One college admission expert's tips for starting the financial aid search

How to get started

• Do research on the Web, starting as early as possible while you are in secondary school. You may find that financial support for international students who are not U.S. citizens is very limited. You will have to search specifically for colleges and universities that offer financial support. Each will determine your eligibility in different ways; it's up to you to provide the required documents and information. Don't assume that every university will need the same information.

• Do not consider only the largest and best-known universities in the United States. Many smaller, lesser-known institutions have funding available and offer a high-quality education.

• In the United States, students and families are generally expected to pay as much of the educational cost as they are able to. This is true for both domestic and international students. Financial aid can be seen as a partnership among parents, students, and the institution.

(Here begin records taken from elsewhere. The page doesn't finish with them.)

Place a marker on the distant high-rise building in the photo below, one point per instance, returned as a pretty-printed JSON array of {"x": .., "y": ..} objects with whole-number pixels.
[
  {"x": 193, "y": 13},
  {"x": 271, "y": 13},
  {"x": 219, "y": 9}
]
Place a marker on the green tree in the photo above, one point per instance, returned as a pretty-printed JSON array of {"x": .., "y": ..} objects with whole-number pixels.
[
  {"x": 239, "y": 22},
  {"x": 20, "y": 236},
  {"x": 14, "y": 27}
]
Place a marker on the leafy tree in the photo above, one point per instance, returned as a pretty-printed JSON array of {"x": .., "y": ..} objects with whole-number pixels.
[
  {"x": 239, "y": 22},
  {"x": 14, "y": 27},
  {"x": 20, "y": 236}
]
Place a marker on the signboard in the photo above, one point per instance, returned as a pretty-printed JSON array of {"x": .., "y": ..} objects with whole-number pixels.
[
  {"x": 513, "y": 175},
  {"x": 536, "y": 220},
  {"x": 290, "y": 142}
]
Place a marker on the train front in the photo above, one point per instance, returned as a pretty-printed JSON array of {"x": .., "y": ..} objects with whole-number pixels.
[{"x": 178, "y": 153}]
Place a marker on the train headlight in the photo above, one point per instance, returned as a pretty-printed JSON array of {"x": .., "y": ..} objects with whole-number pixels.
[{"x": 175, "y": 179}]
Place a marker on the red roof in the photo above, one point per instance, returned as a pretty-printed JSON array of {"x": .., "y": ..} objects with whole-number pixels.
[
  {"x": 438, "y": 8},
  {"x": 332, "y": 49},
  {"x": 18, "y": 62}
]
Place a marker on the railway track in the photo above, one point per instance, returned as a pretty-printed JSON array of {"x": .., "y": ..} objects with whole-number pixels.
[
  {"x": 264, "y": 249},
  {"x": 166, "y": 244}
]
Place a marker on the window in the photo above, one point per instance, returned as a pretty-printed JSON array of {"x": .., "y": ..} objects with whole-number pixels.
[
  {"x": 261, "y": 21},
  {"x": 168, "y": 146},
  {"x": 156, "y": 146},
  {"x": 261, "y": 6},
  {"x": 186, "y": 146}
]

What kind of aid can you expect?

Merit aid 
This can be called a scholarship or an academic award. You might qualify based on test scores and your academic performance in secondary school. Make sure your transcript is submitted in English and with course definitions. In some cases you might have to be recommended by a teacher or counselor, or you might have to write an essay on an assigned subject. Merit aid varies widely in amounts and can be several hundred dollars or full tuition. Each institution has its own definition of merit award and its own guidelines for determining successful candidates. You should also consider the duration of the award; some are given for four years, and others will require yearly renewal and/or a minimum grade point average.

Private funding 
Although very limited, sometimes it’s possible to find funding from other sources like foundations or educational organizations that support international study. Check possible sources in your home city or schedule a visit to the EducationUSA Advising Office in your country. Locations and general information can be found on the Web at www.educationusa.state.gov.

Need-based aid  
While many families feel needy when confronting the cost of higher education, need-based aid eligibility is determined by a specific set of financial criteria. The key factor is a family’s ability to pay—not their willingness to pay. Each college and university determines its student budget: tuition, room, board, fees, books, personal expenses, and transportation. The family supplies information about income and assets. The institution then applies a formula to that information to determine what the student can afford. The difference between the family contribution and the total cost of attendance is considered the student’s need. Colleges and universities might offer aid to cover all or a part of the student’s need, depending on institutional philosophy and policy.

Loans 
Although loans should be used with care, they are often the right choice for students whose families can afford most of the tuition but need a little assistance. Loans are also part of student aid packages, which might include a combination of scholarships, loans, and work-study. U.S. lenders offer competitive rates, and often educational loans do not have to be repaid until the student completes his or her education. Generally, these loans are available only to U.S. citizens or to non-citizens who obtain a U.S. cosigner. Institutional loans are somewhat rare and usually for small amounts. University financial aid officers can help students and their parents find appropriate loan information.

Work-study 
Student visa regulations do not permit students to work full time, but they are able to work up to 20 hours per week while attending school. On-campus jobs are convenient and a great way to meet people, and they provide income for personal expenses and books. It is not possible to earn enough for large expenses like tuition, so students should not depend on significant income from campus jobs.

How to apply for aid

Universities vary considerably in the forms needed to apply for financial aid. Some schools require only the basic application for admission, while others have supplemental institutional financial aid forms that must be submitted as well. Many schools also use the College Board’s CSS/Financial Aid PROFILE (available at www.collegeboard.com) to determine students’ eligibility for need- and merit-based aid. The CSS/PROFILE is not free; you must pay for each school you choose to receive a report. Accordingly, you should always check before filing the CSS/PROFILE to see if the college requests its use. Most of these forms are available online and can be submitted electronically. However, if you are unsure or have any questions throughout this process, don’t be afraid to contact the financial aid office at the school(s) you’re applying to.